An employee of Didi Kuaidi shows a senior citizen how to book a car by using the touchscreen device at one of the many Didi stations installed by the company in Shanghai neighborhoods in October. [Photo/Xinhua]
Editor's note: The term O2O refers to the online-to-offline business model where consumers can buy products and services online, and obtain, return or exchange them at offline, or bricks-and-mortar, outlets. O2O has been transforming Chinese consumer behavior: with a tap or two on the smartphone, consumers can now order a manicure session at the neighborhood cafe, hail a cab or order a pizza. Venture capital firms and tech giants are betting big on apps that can harness the immense potential of O2O. CHINA DAILY captures the contours of the fascinating trend.
Around one in four of Beijing's more than 20 million population have their own vehicles. Despite the fact that the rate is still low compared with that in the United States, the more than 5 million cars have already driven down the average speed at rush hour in the mega city to 12 kilometers per hour.
With the improvement of people's lives, a growing number of them will want to enjoy the convenience of travelling by car.
"Without further burdening the already crowded traffic, the solution to satisfy the demand is a sharing economy," said Stephen Zhu, vice-president of corporate strategy at Didi Kuaidi, China's largest mobile-based ride-on-demand service provider.
Through Didi's mobile application, passengers can easily book a ride from the nearest private car owners or taxi drivers.
Founded three years ago, Didi already has 250 million registered users and processed up to 10 million daily requests, which is about eight times the number of total requests currently being made in New York.
Earlier this month, it announced a plan to expand its private-car hailing service to more than 400 cities in the coming three months, putting in place what it claims the largest ride-sharing network in the world.
According to Zhu, the private-car hailing service is already available in 259 Chinese cities, and is profitable in 100 of those, including Xiamen, Fujian province and Linyi in Shandong province.
"We hope to make the service available in 400 cities by Chinese Lunar New Year, in February 2016," he said.
Didi is not the only firm that has an ambitious expansion plan. Uber Technologies Inc, which is Didi's major rival in China's car hailing market, also plans to penetrate into more cities in the country.
The United States-based firm, which operates in 21 cities in China, said cities with more than 2 million people will be its main targets next year. There are at least 250 such cities that fit that criteria in China.
Zhang Xu, an analyst with Beijing-based Analysys International, said that business in some of China's smaller cities will never be as thriving as it is in the major population centers.
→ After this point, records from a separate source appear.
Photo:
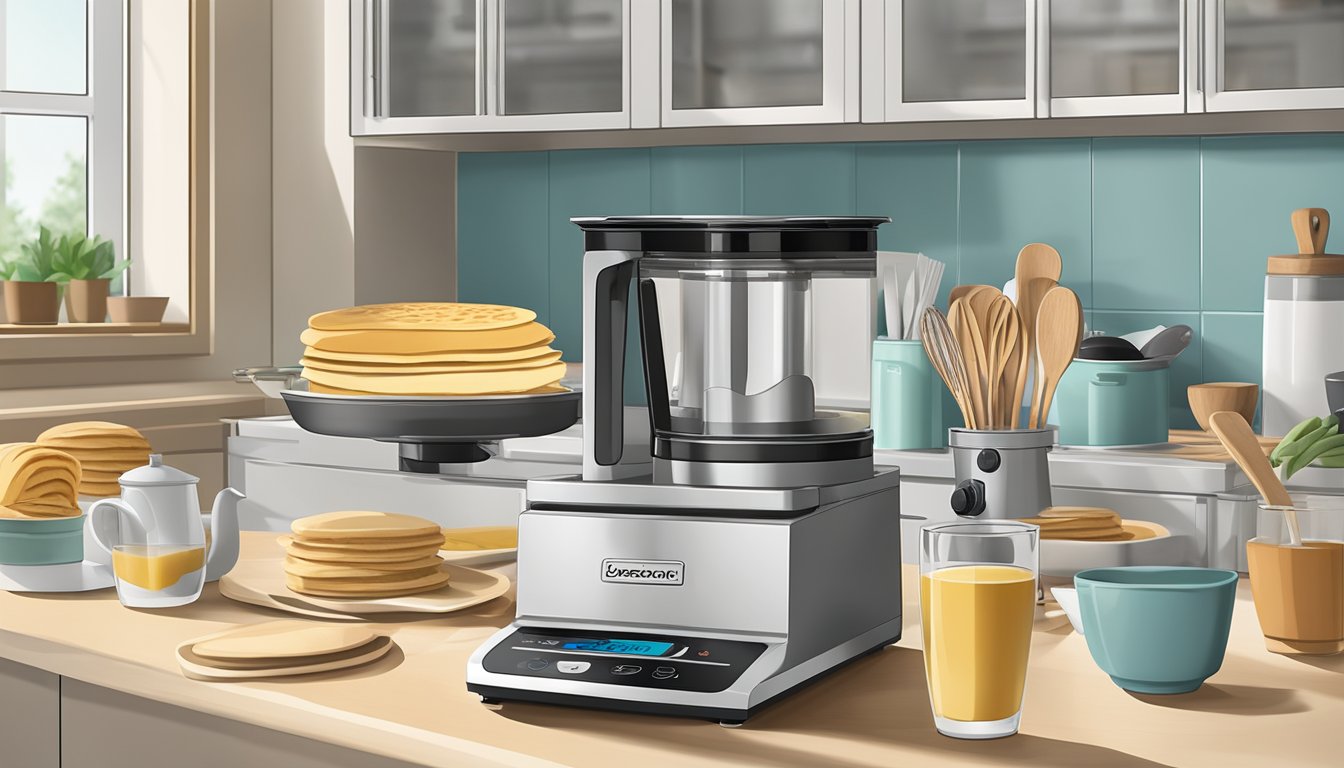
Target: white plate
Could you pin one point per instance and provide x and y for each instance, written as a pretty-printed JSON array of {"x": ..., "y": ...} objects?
[
  {"x": 479, "y": 557},
  {"x": 65, "y": 577},
  {"x": 258, "y": 580},
  {"x": 1065, "y": 558}
]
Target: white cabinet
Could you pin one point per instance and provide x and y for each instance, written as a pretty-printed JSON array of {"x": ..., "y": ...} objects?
[
  {"x": 949, "y": 59},
  {"x": 754, "y": 62},
  {"x": 441, "y": 66},
  {"x": 1117, "y": 57},
  {"x": 1273, "y": 54}
]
"But to gain new growth momentum, companies needs to penetrate more smaller cities and cover more people," he said.
Zhang said it is still too early to tell which company holds obsolete advantages in smaller cities. "Didi has a much bigger presence in China, but it doesn't means Uber has no chance at all.
In cities which Didi has already had operation, it may be easier for Uber to make some moves because Didi has already educated the market about what is car-on-demand service," he said.
Figures from Analysys International show Didi Kuaidi still dominates China's private-car hailing market with 83.2 percent in the third quarter, leaving Uber a distant second with 16.2 percent.
What is for sure is that the competition in the future lies in the quality of service and whoever can provide better user experience will win, he added.
Wang Xiaofeng, an analyst with Forrester Research Inc, said there are still concerns in the regulatory areas.
The Ministry of Transport published a draft regulation in October that practically bans private cars from taking business using car-hailing apps.
"It is still a draft rule. But the earlier the final regulation released, the clearer we can tell the direction of the development of the car-on-demand industry," she said.